The "this()" call (with parens!) is a call to the current object's no-args constructor. The "this(12)" calls a different, one-argument constructor, and passes in 12. You'll notice this is called from within Test1's constructor? Well, it is just being called to make sure that all the functionality in the one-arg constructor, is carried out when someone calls the no-arg Test1 constructor. The reason you would write both of these, is that you want the object (an instance of Test1) to be created consistently, no matter how many arguments are used. Also, the this(12) call can be thought of as supplying a default.
When you call 'new Test1()' from the main method, you are requesting that a new instance of Test1 be constructed. This is where the caller creates a Test1 object. The "this()" call is how the construction of the object is carried out. In fact "this()" can only be called from a constructor.

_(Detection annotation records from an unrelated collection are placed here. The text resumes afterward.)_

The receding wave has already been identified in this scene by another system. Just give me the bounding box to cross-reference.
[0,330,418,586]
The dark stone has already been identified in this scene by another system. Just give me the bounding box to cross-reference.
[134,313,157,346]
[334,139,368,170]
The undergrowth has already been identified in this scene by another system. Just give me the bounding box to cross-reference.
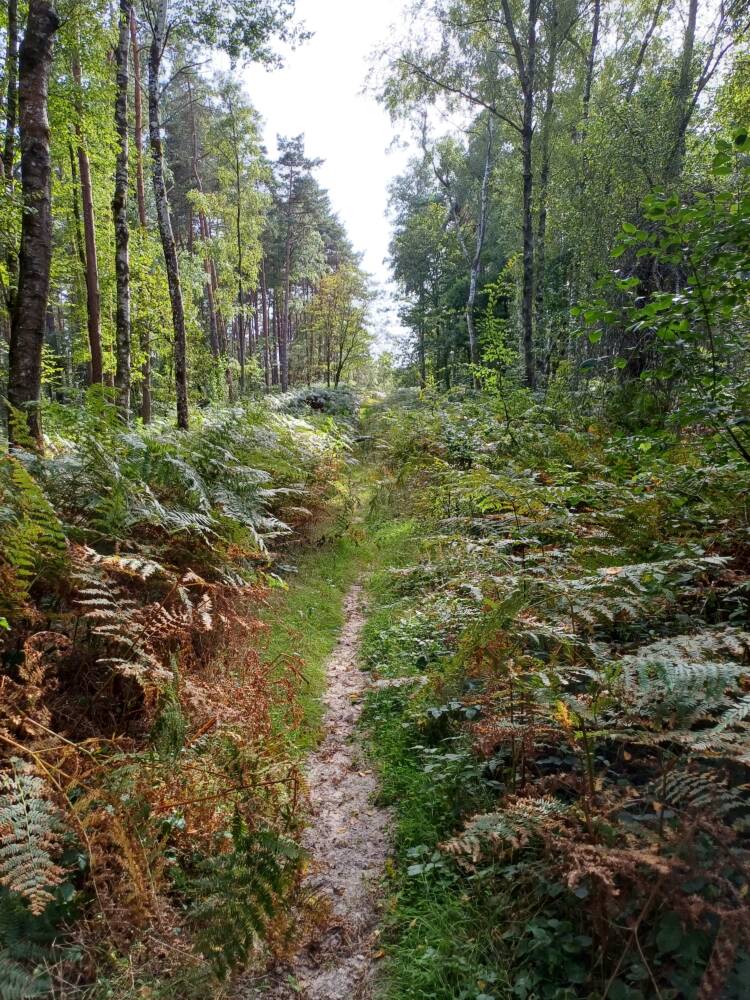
[0,391,355,1000]
[363,392,750,1000]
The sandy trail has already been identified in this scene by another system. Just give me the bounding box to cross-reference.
[236,586,390,1000]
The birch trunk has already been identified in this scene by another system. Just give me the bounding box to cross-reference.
[148,0,189,430]
[112,0,132,423]
[8,0,60,449]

To repeat differently, and briefly, new Test1() is called from outside of Test1, to get a Test1 object. this(12) is called from one of Test1's constructors, to make sure all the same code is used, as if new Test1(12) had been called.
L Foster wrote:. . . In fact "this()" can only be called from a constructor. . . .

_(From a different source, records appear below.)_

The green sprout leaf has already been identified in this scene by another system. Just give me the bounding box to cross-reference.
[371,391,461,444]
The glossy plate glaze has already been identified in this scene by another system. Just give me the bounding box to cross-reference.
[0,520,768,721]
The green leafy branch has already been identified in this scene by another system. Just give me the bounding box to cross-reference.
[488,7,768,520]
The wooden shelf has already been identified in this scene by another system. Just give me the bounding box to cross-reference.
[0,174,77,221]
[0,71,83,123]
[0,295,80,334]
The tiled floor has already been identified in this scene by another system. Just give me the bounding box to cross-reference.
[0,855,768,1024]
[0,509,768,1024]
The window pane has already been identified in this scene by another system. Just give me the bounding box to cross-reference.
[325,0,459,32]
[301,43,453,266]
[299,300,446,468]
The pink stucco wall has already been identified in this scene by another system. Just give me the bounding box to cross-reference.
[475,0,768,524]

More precisely, as the first statement in a constructor.
You cannot get new() to compile. I presume you meant the use of the new operator.
It is no good saying runtime error without providing all the details of the error. I think I can guess what the error was however.

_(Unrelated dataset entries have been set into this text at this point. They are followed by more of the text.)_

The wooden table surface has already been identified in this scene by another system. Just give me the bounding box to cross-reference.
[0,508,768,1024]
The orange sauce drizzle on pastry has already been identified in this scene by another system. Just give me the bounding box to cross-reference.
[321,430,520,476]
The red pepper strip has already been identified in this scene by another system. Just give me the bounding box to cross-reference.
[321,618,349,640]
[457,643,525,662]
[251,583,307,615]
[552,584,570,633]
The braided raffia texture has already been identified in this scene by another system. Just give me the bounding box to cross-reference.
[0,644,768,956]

In the second case you are calling each constructor from the other and making the compiler go round in circles, so you cannot give a meaning to those two this() calls. You must have at least one constructor without this() so you can get to the superclass' constructor.
Joy Vergis wrote:...I believe both try to perform recursive constructor call...
Yes they both perform a recursive constructor call, however, the compiler cannot detect every recursion that can possibly lead to a stack overflow.
Before Java 1.4.1, it was a compile-time error when a constructor directly invoked itself, not when a constructor indirectly invoked itself, so Code2 wouldn't have caused a compile-time error before Java 1.4.1.